Que se lixem as flores!
Miguel Cardoso
(Professor de Filosofia no Agrupamento de Escolas do Fundão)
Chega o Dia da Mulher e calha sempre levarmos em cima com uma catrefada de discursos de circunstância. Ocos e redondos. Os do costume. Que as mulheres isto e que sem elas aquilo, o muito que tem sido feito e o mais que ainda falta fazer, mas agora é que é, que já é tempo de passar das palavras que o vento leva às acções gravadas em pedra. Depois, vai-se a ver… e nada. Ou pouco e devagar. Às vezes, mesmo um passo atrás. Ou dois ou três. Ainda a propósito do Dia da Mulher (que é hoje e ontem e amanhã e sempre), partilho da ideia de que a denominada (e tantas vezes vilipendiada) cultura de massas e, no caso específico que aqui me importa, a ficção de massas, pode desempenhar um papel decisivo na capacitação das mulheres, ao assumir e promover personagens femininas poderosas e não estereotipadas. Começamos por estranhar, mas acabam por se entranhar (já dizia o outro) e normalizar.
Isso tem vindo a ocorrer em alguma banda desenhada (Jessica Jones, Elektra, Black Widow, Harley Quinn), mas mormente em séries televisivas como Game of Thrones (com Cersei Lannister, Daenerys Targaryen, Sansa Stark, Arya Stark, lado a lado com Tyrion e obliterando as demais personagens masculinas) ou The Walking Dead, com um bom punhado de mulheres fortes e com as quais facilmente nos identificamos. É o caso de Michonne, Maggie, Rosita, Alpha, Lucille, Judith e Lori, mas sobretudo Carol (interpretada por Melissa McBride), que começa por ser uma esposa submissa e vítima de violência doméstica até se transfigurar na bad ass motherfucker que hoje conhecemos. É certo que na primeira temporada os papéis estão claramente definidos de acordo com uma sociedade de índole patriarcal, em que os homens saem para explorar, encontrar alimento e esmagar crânios de walkers, cabendo às mulheres tomar conta das crianças, lavar roupa, cozinhar e gritar por socorro. No entanto, pouco a pouco, a pulso, as mulheres vão conquistando importância e espaço narrativo. Sim, bem sei que isto resulta também da necessidade comercial de chegar a um público mais vasto e de acompanhar o vento que sopra – não somos ingénuos -, mas não deixa de ser um facto. Mesmo que o fim não seja o mais puro, vale aqui o bem maior.
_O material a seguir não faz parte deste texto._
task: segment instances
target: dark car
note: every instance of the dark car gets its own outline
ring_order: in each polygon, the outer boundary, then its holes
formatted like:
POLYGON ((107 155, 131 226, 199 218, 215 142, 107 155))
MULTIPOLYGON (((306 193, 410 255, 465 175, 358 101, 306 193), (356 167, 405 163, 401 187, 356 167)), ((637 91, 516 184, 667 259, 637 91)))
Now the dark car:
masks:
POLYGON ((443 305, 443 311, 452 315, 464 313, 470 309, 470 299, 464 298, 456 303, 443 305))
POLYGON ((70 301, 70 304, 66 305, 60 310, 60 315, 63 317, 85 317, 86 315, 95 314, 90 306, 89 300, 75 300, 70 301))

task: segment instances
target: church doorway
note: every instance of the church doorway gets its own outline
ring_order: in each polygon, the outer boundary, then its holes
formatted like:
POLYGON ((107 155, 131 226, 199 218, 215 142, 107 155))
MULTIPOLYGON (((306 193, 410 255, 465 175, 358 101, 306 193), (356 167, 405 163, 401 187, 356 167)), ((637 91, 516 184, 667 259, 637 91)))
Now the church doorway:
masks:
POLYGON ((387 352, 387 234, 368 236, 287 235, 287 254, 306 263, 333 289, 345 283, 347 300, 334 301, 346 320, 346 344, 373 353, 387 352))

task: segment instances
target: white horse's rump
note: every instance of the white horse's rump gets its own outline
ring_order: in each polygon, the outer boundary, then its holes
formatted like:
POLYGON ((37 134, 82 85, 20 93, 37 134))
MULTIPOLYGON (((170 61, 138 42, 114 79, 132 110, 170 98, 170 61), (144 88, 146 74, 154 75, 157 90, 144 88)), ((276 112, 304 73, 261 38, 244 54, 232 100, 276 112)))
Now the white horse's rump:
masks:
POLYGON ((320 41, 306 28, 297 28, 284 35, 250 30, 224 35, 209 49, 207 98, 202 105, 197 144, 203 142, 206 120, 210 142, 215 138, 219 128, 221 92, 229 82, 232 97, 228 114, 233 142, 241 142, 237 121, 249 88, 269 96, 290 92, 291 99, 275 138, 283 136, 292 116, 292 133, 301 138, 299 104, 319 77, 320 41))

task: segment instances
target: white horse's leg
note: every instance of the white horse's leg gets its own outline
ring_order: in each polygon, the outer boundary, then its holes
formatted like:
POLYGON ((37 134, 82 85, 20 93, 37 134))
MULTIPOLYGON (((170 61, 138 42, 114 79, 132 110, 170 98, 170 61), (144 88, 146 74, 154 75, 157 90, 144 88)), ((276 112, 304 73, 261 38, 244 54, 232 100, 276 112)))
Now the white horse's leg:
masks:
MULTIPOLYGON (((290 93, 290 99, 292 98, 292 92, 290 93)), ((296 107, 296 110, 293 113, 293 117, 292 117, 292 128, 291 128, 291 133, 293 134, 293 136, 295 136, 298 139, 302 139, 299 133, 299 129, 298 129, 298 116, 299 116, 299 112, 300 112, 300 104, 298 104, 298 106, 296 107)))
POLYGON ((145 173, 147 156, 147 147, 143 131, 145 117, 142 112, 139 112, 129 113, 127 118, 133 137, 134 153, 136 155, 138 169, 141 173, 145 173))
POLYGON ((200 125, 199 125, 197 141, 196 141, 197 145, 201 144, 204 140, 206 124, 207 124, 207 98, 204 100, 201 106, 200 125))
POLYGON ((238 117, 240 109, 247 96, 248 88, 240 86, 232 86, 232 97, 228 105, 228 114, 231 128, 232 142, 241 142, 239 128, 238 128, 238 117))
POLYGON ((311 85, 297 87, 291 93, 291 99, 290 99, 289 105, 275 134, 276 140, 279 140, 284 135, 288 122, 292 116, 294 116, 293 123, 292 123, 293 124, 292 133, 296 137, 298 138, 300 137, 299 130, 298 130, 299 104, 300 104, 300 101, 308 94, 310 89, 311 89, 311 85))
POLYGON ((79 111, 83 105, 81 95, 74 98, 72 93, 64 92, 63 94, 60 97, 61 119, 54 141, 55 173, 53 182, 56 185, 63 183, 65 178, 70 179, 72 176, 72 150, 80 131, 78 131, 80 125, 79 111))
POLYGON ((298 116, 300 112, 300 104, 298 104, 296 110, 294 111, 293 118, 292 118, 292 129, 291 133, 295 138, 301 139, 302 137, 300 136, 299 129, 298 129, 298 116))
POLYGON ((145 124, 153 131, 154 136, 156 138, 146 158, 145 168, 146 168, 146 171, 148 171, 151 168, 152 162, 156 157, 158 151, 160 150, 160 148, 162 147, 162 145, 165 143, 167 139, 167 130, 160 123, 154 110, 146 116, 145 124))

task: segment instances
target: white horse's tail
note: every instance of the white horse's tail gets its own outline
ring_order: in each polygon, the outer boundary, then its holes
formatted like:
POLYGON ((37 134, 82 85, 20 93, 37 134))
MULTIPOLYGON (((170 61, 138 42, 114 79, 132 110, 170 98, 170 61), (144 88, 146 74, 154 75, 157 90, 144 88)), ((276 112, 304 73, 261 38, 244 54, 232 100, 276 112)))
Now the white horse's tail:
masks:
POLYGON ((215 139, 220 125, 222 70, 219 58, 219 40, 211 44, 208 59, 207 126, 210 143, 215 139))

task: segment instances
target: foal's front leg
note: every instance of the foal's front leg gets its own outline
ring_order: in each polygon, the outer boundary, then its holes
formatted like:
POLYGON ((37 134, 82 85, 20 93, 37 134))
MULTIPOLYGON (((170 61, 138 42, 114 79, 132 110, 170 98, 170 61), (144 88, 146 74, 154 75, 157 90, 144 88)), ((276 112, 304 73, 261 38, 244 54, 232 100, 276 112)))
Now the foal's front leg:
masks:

Carol ganha protagonismo pela quarta temporada (e que não tem na BD) e é hoje uma das mais temíveis personagens da série. Chega a assumir o papel de uma espécie de anti heroína, uma categoria da qual (com poucas excepções) as mulheres costumam ver-se arredadas. É maquiavélica e executa acções moralmente duvidosas, sempre capaz de dar o passo que mais ninguém ousa. Veja-se, por exemplo, o embate entre ela e Alpha (interpretada por uma Samantha Morton em modo psicopata). Carol é uma filha-da-mãe, portanto. Mas a nossa (minha) filha-da-mãe (deixando a anos-luz o mortiço e melodramático Rick Grimes).
The Walking Dead não é uma série perfeita (longe disso, não têm conta as vezes que exasperei), mas depois de dez temporadas lá nos vamos afeiçoando às personagens. Vai para uma boa meia-dúzia de anos que Carol é a minha preferida (a família não me deixa mentir). Num apocalipse zombie gostaria de estar a seu lado.
Se puderem, não deixem também de espreitar Jessica Jones (a BD ou a série), outra personagem que vale bem a pena descobrir e que surge em pé de igualdade com os homens, seja na relação com Luke Cage, seja no confronto com o manipulador Kilgrave. São séries que colocam na linha da frente mulheres que não cabem na personalidade unidimensional habitual. Jessica Jones e Carol não estão aqui para fazer sandes a ninguém e estão pouco se lixando para as flores. A capacitação feminina precisa de mais badass women como estas. A igualdade também passa por aqui.